On commence à s'inquiéter car le temps file et nos échéanciers sont à nouveau reportés. On avait planifié être aux Bermudes à cette date, après avoir longer la côte est américaine jusqu'au en Caroline du Sud. En quittant d'ici, on doit se résigner à laisser tomber ce trajet et prendre la mer directement de St-Augustine pour les Bermudes. Une distance plus longue à faire d'un trait: 880 NM (1584 km). Ce qui veut dire environ 7 jours en ligne. Nous avions fait 660 NM lors de notre première traversée Beaufort-Spanish Wells, Bahamas. Mais on a tellement hâte de se remettre à la barre et de poursuivre notre voyage, que ce 7 jours ne nous effraie pas. On le voit même de façon très positive. Nous sommes prêt à relever ce challenge! Nous sommes mieux expérimenté, on maîtrise mieux les outils de navigation, nous allons mieux gérer notre mal de mer et notre alimentation, et les fenêtres météo des prochaines semaines n'annoncent rien d'inquiétant. On sera guidé à distance par un nouveau collaborateur: Philippe Candelier. Philippe était un des profs de navigation que j'ai eu avec l'Escadrille Marine. Il est beaucoup mieux expérimenté que nous (navigation au large de la Bretagne, sa terre natale) mais surtout, il est ferré en informatique, outils technologiques, météo, etc. Il navigue aussi sur le Lac Champlain avec Nathalie sa conjointe, sur Fulub, et nous avons eu de belles mais trop courtes rencontres auparavant. Nous avons gardé contact et il a généreusement accepté mon invitation à participer à notre aventure à distance. Je le remercie sincèrement pour son rôle de coach autant que son rôle de routeur!  

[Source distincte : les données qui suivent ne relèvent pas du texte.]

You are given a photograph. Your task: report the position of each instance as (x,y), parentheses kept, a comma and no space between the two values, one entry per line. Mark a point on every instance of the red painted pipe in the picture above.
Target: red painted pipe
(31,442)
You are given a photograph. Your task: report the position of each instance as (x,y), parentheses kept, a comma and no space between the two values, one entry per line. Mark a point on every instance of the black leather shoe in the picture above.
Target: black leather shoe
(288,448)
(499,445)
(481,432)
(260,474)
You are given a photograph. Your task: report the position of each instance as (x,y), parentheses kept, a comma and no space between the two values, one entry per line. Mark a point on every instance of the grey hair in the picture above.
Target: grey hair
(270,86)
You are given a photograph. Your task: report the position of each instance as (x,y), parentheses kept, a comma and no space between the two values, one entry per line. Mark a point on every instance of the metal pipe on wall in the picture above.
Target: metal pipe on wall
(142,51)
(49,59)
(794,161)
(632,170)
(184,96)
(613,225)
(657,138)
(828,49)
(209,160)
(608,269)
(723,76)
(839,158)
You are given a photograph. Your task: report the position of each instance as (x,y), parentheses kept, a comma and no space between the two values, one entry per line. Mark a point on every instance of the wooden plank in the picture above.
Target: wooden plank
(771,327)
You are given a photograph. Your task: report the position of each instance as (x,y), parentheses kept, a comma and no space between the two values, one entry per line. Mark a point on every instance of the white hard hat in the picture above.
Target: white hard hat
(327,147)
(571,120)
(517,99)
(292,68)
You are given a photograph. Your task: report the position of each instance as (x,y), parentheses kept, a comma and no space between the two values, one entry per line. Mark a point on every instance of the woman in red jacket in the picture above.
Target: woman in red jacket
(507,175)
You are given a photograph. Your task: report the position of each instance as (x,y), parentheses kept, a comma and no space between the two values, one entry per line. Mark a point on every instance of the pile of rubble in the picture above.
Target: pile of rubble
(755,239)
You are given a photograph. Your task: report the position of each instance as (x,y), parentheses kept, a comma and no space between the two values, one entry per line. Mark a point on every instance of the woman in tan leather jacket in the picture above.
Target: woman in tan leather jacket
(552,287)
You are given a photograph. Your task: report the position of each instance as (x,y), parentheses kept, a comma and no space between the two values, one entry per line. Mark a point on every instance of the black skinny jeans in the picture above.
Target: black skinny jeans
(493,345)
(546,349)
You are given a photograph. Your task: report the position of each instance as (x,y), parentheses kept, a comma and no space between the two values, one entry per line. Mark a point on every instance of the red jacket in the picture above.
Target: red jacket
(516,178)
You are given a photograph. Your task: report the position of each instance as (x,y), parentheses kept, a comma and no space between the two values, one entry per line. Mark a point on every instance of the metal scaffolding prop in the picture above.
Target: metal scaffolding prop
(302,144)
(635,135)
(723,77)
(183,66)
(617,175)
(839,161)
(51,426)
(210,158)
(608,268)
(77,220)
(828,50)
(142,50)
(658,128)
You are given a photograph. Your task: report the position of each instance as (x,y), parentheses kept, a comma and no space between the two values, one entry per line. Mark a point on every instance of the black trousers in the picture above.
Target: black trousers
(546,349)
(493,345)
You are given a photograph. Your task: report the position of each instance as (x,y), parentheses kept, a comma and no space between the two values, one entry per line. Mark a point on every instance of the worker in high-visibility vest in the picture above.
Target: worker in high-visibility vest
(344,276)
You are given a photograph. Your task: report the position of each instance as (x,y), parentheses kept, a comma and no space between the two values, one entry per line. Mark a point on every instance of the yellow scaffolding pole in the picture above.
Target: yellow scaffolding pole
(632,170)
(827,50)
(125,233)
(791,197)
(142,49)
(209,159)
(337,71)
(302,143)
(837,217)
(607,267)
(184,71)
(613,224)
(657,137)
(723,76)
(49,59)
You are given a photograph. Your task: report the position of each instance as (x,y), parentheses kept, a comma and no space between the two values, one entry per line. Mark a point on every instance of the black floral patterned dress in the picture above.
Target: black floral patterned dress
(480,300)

Ce temps d'attente nous alloue du temps précieux pour l'entretien du bateau, mais apporte aussi du temps pour penser. Et me force à vivre mon deuil... Je vis difficilement la perte de mon fils et je comprends que je dois laisser beaucoup de place à l'expression de mes sentiments, alors je pleure beaucoup! Heureusement je suis toujours bien entourée et supportée par mon amoureux et par mes proches (une chance que nous avons wifi :-))). 

Alors il ne nous reste qu'à se remettre à l'eau! C'est une question de quelques jours. On garde le moral, malgré notre écœurement de la chaleur intense, des moustiques, de la saleté du chantier maritime, de l'odeur épouvantable de l'usine d'épuration des eaux et des écuries municipales juste à côté... On profite de la piscine municipale en face pour quelques longueurs en fin de chaque journée, et je continue à faire de bons petits plats. Il faut continuer à se gâter quand même!